In a tour of the harbour with other fisheries experts, he pointed out thriving man-made wetlands on Toronto Island where herons waded and red-winged blackbirds chucked among the rushes and cottonwoods. Back at the pier, he showed off big pike, bass and bowfin, just pulled from the Outer Harbour. A fisheries crew was fitting them with electronic tags to trace their movements.
Fish surveys show that panfish, yellow perch, largemouth bass and smallmouth bass are increasing, while the white sucker, which is tolerant of poor water quality, is on the decline as the water gets cleaner and other species move in.
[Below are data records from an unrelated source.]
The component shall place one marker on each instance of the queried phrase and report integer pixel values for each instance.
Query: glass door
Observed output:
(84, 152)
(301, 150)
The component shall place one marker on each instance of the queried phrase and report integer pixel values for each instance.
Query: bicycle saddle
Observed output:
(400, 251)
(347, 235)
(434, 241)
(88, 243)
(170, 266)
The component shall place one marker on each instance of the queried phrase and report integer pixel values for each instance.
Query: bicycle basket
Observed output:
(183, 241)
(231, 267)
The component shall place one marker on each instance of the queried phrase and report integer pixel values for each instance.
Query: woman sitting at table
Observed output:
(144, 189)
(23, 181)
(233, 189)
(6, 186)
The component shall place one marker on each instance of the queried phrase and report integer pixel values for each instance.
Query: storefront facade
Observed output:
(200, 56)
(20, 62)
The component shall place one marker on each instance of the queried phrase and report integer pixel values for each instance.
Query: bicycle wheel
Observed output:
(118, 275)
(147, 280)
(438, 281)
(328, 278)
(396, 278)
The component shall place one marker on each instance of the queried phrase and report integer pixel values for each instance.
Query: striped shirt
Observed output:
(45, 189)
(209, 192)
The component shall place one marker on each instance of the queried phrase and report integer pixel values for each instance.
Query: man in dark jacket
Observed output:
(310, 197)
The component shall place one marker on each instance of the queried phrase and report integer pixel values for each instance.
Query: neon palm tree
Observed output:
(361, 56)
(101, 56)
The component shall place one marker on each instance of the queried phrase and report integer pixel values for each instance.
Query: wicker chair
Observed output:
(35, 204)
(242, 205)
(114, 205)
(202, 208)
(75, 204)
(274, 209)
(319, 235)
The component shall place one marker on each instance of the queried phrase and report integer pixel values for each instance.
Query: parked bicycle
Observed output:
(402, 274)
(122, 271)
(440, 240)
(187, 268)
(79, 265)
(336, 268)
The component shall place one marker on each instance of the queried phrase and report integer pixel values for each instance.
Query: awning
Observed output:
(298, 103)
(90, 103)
Smaller fish like the emerald shiner are also on the rise, providing good eating for the bigger species. Still further down the food chain, studies show a comeback of the so-called “benthic community” of bottom-dwelling worms, bugs and other organisms that fish feed on.
Toronto’s environmental comeback still has a long way to go. Storms like the big one last month still flush sewage from old-fashioned combined sewers into the lake. Road salt and motor oil still flow from the drains into the rivers and creeks. Levels of ground-level ozone, a component of smog that forms when volatile organic compounds and nitrogen oxides react in sunlight, are actually up five per cent in the last decade. Scientists are concerned about a puzzling resurgence of phosphorous in parts of the Great Lakes.
But the city has come a long way since the days a century back when, according to the City of Toronto’s website, “water in Toronto Bay was a cesspool of city runoff, industrial pollution and human waste.” Despite everything you hear about the fouling of the global environment, in our little corner of the globe, at least, things are getting decidedly better.
I bought a casting rod and big shiny lure for this article. I’m going back to the waterfront for one of those pike.